Seventeen-year-old Leo is sitting in an empty playground at night, listening to the sound of partying and pop music filtering in from the beach, when he sees another, more popular boy strangle himself with the ropes of the swings. Then, in a panic, Leo drags him to the beach and buries him.
This slim but memorable novel of teenage boredom and discontent is the ideal accompaniment to the hottest days of summer, whether you’re reading it while basking on a beach somewhere or comfortably relaxing in air conditioning ... Jestin (who himself is in his mid-20s) effectively captures that moment in a young person’s life when they might feel ready to separate from their family of origin but still have not found their identity or claimed their place in the adult world. Drifting from place to place, making missteps, expressing vulnerability, and finally achieving at least one of his goals (only to be supremely underwhelmed by the experience), Leo’s late-summer day --- dead body aside --- perfectly encapsulates what being a teenager feels like sometimes.

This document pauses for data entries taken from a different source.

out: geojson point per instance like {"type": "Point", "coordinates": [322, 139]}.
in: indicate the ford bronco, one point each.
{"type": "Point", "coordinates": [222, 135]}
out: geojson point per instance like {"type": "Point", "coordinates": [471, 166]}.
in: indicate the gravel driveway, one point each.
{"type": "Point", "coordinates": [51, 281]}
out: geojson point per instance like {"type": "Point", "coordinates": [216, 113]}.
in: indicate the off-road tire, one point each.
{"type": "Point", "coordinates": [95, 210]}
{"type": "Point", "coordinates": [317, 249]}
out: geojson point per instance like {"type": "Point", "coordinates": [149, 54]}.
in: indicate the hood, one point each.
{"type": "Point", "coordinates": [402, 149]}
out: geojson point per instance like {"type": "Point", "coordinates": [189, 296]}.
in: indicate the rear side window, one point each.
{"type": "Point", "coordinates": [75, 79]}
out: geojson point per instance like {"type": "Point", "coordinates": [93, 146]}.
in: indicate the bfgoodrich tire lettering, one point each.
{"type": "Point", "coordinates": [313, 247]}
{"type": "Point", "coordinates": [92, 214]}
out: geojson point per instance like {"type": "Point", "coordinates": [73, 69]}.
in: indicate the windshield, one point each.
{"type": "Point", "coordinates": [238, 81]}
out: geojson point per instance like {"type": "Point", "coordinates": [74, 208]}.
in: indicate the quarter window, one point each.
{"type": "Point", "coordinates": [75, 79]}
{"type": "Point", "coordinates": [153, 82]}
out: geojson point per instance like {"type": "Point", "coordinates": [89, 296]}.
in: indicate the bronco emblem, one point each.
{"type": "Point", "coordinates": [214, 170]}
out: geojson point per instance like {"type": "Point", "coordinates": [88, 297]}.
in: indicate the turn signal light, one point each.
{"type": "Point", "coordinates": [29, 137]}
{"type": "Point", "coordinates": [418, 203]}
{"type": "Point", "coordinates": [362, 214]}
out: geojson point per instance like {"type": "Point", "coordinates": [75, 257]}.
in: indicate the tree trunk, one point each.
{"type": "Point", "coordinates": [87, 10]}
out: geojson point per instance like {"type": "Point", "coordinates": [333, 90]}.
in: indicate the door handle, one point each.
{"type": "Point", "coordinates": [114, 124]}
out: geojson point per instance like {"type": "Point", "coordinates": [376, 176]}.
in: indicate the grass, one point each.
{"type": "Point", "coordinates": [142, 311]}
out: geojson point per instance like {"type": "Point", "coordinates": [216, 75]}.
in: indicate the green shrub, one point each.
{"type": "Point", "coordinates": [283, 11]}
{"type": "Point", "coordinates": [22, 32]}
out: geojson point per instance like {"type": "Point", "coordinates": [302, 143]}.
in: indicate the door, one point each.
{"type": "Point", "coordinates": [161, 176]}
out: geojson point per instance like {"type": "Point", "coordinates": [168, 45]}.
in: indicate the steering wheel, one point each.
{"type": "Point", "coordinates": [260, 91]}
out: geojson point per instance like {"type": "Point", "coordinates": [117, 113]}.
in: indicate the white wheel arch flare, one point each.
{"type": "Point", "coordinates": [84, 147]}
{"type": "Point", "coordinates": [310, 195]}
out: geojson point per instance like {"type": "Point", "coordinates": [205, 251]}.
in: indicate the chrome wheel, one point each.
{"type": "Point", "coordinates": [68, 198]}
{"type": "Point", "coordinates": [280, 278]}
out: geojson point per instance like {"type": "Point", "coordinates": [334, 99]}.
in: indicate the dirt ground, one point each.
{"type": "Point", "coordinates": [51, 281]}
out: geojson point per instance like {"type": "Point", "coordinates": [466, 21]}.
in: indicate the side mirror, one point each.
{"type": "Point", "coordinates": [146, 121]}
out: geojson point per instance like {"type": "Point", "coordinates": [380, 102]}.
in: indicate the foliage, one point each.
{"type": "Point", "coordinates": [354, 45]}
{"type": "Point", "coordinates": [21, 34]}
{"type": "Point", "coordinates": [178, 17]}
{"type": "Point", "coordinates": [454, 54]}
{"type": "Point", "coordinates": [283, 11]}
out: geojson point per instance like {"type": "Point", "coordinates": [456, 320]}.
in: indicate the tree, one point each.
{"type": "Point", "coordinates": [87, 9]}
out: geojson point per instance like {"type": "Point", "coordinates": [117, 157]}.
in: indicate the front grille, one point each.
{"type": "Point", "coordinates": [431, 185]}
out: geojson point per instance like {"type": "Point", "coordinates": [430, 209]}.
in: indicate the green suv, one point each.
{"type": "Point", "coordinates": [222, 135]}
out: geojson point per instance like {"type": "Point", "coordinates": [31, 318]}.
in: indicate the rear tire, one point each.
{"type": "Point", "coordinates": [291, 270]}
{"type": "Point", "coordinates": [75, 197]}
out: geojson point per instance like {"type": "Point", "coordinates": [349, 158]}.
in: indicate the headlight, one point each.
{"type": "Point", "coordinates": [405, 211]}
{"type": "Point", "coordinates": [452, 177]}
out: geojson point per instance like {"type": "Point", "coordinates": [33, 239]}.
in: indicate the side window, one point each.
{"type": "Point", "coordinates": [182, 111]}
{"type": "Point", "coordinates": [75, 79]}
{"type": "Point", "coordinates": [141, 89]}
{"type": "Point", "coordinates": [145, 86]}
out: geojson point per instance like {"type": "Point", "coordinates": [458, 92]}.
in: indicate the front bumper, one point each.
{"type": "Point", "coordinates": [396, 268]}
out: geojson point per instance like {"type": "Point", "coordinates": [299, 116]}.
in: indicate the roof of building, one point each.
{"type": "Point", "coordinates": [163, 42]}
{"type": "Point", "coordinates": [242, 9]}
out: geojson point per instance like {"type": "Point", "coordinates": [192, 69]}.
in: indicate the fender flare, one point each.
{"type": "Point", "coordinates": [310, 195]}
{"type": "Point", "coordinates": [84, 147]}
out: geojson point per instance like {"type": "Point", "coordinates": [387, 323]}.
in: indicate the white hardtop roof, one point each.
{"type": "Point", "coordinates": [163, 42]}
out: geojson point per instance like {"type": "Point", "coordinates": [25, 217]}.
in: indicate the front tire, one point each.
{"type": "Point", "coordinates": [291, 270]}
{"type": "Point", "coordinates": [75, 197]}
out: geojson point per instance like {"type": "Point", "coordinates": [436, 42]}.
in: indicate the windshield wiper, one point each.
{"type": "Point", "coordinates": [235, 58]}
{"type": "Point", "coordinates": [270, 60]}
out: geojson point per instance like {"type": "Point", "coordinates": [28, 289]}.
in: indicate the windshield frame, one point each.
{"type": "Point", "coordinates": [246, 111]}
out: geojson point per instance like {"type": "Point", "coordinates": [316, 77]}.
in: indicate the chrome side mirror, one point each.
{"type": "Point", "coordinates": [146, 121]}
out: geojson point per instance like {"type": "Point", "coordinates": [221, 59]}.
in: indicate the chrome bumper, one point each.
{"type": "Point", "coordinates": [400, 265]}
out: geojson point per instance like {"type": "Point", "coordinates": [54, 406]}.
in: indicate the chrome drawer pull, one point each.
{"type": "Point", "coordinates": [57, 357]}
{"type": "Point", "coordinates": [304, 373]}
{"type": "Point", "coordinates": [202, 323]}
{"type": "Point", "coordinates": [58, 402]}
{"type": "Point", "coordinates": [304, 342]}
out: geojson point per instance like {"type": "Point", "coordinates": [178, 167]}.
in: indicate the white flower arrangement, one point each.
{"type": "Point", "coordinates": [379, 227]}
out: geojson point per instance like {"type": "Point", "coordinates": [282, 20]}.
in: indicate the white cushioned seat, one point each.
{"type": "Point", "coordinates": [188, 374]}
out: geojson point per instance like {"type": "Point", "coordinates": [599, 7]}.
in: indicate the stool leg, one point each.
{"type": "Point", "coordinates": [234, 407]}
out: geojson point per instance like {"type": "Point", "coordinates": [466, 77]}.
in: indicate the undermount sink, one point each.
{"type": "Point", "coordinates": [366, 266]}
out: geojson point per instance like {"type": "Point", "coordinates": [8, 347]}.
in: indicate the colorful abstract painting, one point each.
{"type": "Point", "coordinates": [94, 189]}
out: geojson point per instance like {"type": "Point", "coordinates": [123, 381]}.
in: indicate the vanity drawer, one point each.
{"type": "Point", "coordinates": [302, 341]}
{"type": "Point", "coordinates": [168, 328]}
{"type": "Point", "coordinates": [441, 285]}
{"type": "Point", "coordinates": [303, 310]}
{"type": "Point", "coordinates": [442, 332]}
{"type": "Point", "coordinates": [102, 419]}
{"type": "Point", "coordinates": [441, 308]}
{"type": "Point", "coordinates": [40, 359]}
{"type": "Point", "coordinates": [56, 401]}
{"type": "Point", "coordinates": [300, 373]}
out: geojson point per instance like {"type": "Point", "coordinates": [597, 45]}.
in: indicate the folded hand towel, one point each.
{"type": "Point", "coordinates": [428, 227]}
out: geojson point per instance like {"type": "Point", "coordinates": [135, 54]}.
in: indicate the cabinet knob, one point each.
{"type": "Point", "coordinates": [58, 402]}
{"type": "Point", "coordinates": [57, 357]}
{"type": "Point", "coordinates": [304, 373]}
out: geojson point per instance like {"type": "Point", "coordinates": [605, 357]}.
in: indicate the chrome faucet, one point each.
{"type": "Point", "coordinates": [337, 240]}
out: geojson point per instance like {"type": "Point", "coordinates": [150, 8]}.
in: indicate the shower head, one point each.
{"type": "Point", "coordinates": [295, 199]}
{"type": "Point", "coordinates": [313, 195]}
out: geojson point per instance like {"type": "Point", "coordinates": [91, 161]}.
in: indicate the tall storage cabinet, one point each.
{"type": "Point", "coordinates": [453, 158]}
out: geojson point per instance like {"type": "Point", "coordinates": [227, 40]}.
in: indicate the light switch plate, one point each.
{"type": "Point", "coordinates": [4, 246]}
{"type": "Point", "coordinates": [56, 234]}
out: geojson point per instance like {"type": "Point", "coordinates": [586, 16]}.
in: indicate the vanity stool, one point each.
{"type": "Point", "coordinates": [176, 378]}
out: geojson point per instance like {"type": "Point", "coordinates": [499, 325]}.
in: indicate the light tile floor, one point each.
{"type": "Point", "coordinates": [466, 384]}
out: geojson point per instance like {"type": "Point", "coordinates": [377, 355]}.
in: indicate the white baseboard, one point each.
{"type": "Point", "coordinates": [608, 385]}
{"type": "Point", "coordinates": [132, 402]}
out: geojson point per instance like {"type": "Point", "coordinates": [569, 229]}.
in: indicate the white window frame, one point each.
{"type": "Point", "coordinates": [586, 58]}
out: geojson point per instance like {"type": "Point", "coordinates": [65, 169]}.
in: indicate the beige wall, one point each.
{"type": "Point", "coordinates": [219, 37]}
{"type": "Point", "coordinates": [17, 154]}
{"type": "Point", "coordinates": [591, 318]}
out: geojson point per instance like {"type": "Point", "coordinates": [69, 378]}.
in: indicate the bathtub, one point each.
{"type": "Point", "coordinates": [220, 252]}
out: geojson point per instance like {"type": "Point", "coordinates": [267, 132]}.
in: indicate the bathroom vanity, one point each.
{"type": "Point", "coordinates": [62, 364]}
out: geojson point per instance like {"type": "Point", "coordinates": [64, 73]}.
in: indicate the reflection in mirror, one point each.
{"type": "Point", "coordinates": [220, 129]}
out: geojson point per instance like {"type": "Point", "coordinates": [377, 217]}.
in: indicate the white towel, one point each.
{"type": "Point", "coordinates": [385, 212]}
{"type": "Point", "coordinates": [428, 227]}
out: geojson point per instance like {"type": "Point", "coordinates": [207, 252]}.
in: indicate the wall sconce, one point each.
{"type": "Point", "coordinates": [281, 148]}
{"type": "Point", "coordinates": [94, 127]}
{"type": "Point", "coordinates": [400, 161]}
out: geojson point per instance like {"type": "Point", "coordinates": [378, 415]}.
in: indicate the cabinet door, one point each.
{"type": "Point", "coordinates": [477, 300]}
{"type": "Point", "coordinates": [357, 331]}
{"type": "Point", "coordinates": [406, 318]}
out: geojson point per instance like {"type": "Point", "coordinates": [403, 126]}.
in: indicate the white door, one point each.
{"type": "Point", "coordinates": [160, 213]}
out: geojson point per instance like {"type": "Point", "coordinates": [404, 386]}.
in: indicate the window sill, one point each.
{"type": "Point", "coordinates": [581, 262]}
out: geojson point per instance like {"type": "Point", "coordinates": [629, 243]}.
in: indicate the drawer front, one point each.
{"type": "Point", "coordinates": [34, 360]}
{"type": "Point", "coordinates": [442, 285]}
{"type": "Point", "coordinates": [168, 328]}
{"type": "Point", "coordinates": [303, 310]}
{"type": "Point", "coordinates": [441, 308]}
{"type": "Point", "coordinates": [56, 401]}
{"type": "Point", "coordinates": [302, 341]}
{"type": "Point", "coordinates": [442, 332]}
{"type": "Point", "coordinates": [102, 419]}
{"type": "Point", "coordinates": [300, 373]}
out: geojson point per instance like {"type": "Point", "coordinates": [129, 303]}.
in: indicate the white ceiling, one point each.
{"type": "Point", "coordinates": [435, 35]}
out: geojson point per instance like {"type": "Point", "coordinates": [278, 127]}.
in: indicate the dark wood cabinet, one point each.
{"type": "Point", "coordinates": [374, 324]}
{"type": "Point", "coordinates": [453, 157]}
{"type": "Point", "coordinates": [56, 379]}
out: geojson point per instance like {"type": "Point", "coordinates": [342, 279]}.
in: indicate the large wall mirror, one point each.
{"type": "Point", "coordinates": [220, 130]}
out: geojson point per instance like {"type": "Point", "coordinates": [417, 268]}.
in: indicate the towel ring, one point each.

... [a] short, sharp, shock of a novel ... Jestin is extremely good on precisely those sensations so indelibly associated with fraught teen summers, be it Leonard’s obscure feelings of separation from his perfectly pleasant family, the forced bonhomie of those running the campsite or the blistering heat that seeps like an illness under the skin ... Adolescent horror stories are not particularly uncommon, but this one is beautifully done.
Jestin’s charged and chilling debut turns on a stifling vacation that descends from purgatory into a nightmarish inferno ... Though not the subtlest portrait of adolescence, Leonard’s curt voice is distinctly effective. Jestin’s memorable vision of a crushing landscape will linger with the reader.